Oleh Daniel Karubaba
Aksi pembakaran sekolah oleh Organisasi Papua Merdeka (OPM) yang baru-baru ini terjadi di Kabupaten Puncak, Papua Tengah, kembali menunjukkan dampak buruk dari tindakan kekerasan terhadap fasilitas pendidikan di wilayah tersebut. Insiden tersebut menjadi bukti nyata bagaimana kelompok separatis ini merusak masa depan generasi muda Papua yang seharusnya berhak mendapatkan akses pendidikan yang layak.
Tidak hanya itu, tindakan ini juga menambah deretan panjang aksi serupa yang dilakukan oleh OPM dalam beberapa tahun terakhir, yang telah menghancurkan puluhan sekolah di berbagai wilayah Papua.
Pendidikan adalah fondasi penting bagi perkembangan masyarakat dan bangsa, khususnya di Papua yang membutuhkan perhatian khusus dalam pembangunan sumber daya manusia.
Namun, OPM dengan tindakannya terus-menerus merongrong upaya pemerintah dan masyarakat setempat untuk memberikan pendidikan kepada anak-anak di Papua. Dengan membakar sekolah-sekolah, mereka bukan hanya merusak bangunan fisik, tetapi juga merampas hak anak-anak di Papua untuk belajar, tumbuh, dan berkembang secara intelektual.
Aksi pembakaran ini merupakan tindakan tidak bertanggung jawab yang harus dikecam dengan keras. Seperti yang dijelaskan oleh Kapolres Puncak, Kompol I Nyoman Punia, kelompok OPM yang dipimpin Kalenak Murib diduga bertanggung jawab atas insiden tersebut. Polisi dan aparat keamanan kini tengah mengejar para pelaku dengan harapan mereka bisa segera ditangkap dan diadili atas tindakan keji ini.
OPM telah berulang kali melakukan tindakan pembakaran fasilitas pendidikan, dan kejadian di Kabupaten Puncak hanya merupakan satu dari serangkaian aksi destruktif yang telah dilakukan.
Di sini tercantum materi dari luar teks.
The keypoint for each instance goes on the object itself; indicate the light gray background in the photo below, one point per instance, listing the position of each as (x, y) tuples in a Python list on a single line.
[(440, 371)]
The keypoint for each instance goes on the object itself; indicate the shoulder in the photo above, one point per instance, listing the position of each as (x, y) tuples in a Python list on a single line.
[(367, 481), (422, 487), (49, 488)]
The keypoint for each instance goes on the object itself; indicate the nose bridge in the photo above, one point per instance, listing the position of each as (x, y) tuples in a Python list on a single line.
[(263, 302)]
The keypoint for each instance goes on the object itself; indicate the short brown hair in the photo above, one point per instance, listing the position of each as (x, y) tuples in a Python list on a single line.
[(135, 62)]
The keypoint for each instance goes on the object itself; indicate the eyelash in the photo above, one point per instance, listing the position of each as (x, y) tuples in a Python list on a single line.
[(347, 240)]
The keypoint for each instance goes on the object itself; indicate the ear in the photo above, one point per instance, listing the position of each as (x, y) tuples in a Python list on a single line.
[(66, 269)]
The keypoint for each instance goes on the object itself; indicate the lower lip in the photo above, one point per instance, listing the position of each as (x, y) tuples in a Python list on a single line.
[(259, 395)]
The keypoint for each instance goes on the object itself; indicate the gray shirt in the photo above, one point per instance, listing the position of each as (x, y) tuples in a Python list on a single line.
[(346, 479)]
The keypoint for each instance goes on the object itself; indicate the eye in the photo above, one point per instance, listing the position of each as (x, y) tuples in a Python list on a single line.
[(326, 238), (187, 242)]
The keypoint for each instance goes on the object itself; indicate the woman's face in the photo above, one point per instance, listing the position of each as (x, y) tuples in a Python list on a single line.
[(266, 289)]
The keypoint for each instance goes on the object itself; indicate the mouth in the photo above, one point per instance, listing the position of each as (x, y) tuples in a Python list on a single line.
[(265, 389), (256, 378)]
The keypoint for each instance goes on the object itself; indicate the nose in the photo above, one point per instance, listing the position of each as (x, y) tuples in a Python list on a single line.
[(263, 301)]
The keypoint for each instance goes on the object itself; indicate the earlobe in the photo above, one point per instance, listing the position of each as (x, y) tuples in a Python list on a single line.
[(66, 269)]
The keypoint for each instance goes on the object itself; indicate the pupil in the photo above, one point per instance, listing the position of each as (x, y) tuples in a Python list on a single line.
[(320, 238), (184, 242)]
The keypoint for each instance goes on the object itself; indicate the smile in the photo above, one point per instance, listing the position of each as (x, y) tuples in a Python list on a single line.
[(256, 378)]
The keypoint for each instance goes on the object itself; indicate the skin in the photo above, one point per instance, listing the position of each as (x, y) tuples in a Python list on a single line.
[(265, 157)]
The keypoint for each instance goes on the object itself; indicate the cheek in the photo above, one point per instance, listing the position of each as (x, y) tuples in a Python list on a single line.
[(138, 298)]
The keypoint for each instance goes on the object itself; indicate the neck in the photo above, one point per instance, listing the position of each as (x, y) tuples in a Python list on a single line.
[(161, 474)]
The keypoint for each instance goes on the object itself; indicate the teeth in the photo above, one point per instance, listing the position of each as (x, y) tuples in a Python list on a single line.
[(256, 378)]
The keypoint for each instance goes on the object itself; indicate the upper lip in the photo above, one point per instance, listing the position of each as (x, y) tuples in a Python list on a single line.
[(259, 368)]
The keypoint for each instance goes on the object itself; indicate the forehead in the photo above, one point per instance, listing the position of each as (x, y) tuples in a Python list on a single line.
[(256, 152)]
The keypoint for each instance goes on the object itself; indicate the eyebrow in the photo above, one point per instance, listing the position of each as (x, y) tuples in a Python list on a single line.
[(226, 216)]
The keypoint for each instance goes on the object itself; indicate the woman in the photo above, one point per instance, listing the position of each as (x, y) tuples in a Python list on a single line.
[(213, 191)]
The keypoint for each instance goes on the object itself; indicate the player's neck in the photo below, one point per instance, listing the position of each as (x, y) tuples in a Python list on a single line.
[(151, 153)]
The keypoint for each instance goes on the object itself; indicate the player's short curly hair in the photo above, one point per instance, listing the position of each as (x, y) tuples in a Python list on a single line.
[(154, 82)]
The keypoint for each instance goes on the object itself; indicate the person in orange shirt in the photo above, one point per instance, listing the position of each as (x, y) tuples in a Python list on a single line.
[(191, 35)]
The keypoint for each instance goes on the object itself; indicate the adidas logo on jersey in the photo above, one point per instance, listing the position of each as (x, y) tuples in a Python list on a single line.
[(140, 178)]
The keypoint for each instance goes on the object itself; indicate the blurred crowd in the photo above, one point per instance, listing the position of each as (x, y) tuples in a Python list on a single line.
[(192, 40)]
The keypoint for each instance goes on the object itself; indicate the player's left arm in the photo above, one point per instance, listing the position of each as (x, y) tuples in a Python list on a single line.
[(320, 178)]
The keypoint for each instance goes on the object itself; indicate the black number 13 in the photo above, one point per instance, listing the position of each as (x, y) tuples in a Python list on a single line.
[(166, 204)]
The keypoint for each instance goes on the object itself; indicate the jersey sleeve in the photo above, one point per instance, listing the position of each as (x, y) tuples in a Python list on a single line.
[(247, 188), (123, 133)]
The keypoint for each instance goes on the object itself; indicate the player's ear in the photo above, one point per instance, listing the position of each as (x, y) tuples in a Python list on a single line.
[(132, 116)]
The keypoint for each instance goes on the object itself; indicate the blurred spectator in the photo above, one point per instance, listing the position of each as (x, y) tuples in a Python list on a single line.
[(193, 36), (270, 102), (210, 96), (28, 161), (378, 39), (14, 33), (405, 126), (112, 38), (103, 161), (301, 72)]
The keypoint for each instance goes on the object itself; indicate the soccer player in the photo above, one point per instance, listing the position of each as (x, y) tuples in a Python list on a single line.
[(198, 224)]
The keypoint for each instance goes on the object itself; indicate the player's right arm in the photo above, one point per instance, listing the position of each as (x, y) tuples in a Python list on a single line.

Data menunjukkan bahwa sejak tahun 2021 hingga 2024, OPM telah membakar setidaknya 20 sekolah di berbagai daerah di Papua, termasuk sekolah dasar, menengah, dan atas. Salah satu insiden besar lainnya terjadi pada 21 Mei 2024, ketika gedung sekolah terpadu YPPGI Kepas Kopo di Kabupaten Paniai, yang meliputi PAUD, SD, dan SMP, juga dibakar oleh kelompok separatis ini.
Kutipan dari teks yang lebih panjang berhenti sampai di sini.